04 jan 18
2018: O ano da batalha Contra as Feras

A Bela e as Feras já completou o famigerado um ano (e ruma para o segundo, amém!) e o primeiro ano sempre tem seu próprio jeito de ser um tanto revelador ao mesmo tempo em que é um tanto desconfortável. Revelador porque você compreende processos. Desconfortável porque parece que você não aprendeu nada. Uma soma que está longe de ser negativa, afinal, conforme você se dedica a um projeto, é normal descobrir na trajetória como as coisas precisam ser e como funcionam.

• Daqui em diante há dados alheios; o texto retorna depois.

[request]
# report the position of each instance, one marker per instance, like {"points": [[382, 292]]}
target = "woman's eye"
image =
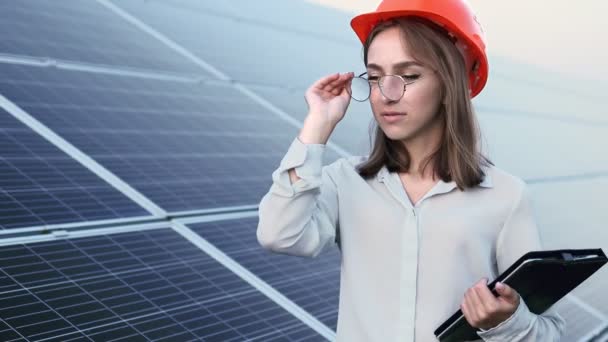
{"points": [[410, 77]]}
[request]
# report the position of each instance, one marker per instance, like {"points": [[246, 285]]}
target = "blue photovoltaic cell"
{"points": [[183, 145], [83, 31], [140, 286], [40, 185], [312, 283], [257, 51]]}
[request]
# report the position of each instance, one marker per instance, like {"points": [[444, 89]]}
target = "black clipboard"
{"points": [[565, 268]]}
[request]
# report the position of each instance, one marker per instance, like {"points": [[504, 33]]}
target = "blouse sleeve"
{"points": [[518, 236], [300, 218]]}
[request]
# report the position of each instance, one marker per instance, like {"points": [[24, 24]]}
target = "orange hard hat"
{"points": [[456, 16]]}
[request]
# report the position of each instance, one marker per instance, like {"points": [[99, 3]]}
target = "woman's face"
{"points": [[415, 115]]}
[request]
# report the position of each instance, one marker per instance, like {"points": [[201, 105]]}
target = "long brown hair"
{"points": [[458, 157]]}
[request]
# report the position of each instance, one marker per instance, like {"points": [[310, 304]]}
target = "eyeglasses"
{"points": [[391, 86]]}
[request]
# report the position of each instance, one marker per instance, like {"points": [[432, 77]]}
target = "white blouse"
{"points": [[405, 268]]}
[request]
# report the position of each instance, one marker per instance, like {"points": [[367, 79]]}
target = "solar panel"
{"points": [[351, 133], [250, 53], [40, 185], [137, 286], [183, 145], [83, 31], [311, 283]]}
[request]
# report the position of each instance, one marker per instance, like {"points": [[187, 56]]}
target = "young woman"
{"points": [[425, 220]]}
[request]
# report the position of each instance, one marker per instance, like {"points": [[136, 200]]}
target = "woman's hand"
{"points": [[483, 310], [327, 101], [328, 97]]}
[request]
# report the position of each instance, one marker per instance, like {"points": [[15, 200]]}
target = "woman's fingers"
{"points": [[324, 81], [338, 82]]}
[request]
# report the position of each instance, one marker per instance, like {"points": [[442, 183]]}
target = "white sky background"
{"points": [[565, 36]]}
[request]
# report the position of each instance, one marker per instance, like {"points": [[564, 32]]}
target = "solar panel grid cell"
{"points": [[83, 31], [150, 286], [312, 284], [40, 185]]}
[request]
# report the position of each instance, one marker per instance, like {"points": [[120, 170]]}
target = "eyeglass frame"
{"points": [[401, 77]]}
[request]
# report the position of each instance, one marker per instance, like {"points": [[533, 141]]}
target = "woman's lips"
{"points": [[391, 117]]}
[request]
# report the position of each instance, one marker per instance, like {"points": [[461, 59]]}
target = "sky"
{"points": [[564, 36]]}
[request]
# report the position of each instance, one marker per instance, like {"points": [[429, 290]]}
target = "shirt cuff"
{"points": [[511, 327], [307, 160]]}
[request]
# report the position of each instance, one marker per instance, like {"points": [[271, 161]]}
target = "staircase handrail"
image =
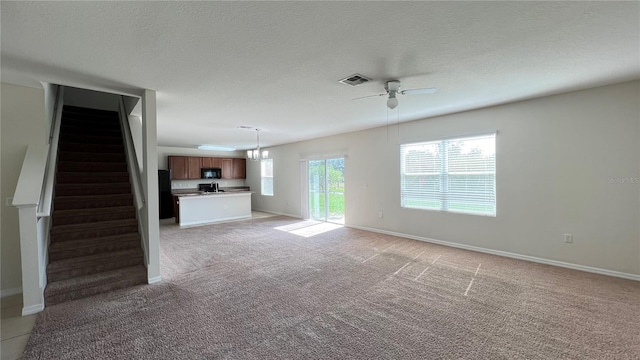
{"points": [[132, 159], [46, 194]]}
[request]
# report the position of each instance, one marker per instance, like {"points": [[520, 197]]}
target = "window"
{"points": [[456, 175], [266, 177]]}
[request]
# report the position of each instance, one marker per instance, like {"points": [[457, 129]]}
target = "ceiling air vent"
{"points": [[354, 80]]}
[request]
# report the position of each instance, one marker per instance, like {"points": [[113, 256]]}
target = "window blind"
{"points": [[266, 177], [456, 175]]}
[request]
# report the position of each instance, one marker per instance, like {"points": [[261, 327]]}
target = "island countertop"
{"points": [[196, 208]]}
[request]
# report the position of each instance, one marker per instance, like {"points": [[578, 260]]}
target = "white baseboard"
{"points": [[10, 292], [278, 213], [507, 254], [221, 220], [32, 309]]}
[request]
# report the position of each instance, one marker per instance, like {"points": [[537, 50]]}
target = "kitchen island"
{"points": [[204, 208]]}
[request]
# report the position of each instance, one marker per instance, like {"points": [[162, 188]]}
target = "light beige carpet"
{"points": [[271, 289]]}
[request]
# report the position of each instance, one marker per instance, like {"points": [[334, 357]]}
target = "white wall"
{"points": [[561, 165], [23, 123], [90, 99], [163, 163]]}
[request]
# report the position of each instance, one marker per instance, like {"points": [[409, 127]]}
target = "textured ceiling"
{"points": [[275, 65]]}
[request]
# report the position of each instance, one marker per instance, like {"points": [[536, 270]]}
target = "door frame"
{"points": [[304, 186]]}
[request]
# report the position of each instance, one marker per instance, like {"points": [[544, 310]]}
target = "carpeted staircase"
{"points": [[95, 244]]}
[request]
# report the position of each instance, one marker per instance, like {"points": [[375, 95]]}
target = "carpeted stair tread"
{"points": [[76, 216], [60, 250], [93, 130], [92, 148], [89, 230], [83, 167], [93, 189], [84, 286], [63, 177], [93, 264], [90, 139], [92, 201], [72, 125], [84, 110], [58, 229], [91, 157], [94, 239]]}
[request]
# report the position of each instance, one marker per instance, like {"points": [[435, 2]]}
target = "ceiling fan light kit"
{"points": [[257, 154], [392, 88]]}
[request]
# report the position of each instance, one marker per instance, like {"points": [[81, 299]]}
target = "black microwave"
{"points": [[210, 173]]}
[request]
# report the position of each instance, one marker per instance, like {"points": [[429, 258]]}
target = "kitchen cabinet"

A parte do “precisam ser” não me agrada muito porque, assim como minha outra filha Random Girl, tudo que tem aqui não passa de um reflexo dos meus pensamentos e das minhas emoções. Pensamentos e emoções que amadureceram ao longo de quase 365 dias do ano de 2017, desenvolvendo este site que tem sua contribuição no meu processo de desconstrução – que segue firme e forte, amém. Não sou a mesma de 2016, mas meu eu de 2017 segue se redescobrindo e este site contribuiu para isso. E sou muito grata por ele ainda existir.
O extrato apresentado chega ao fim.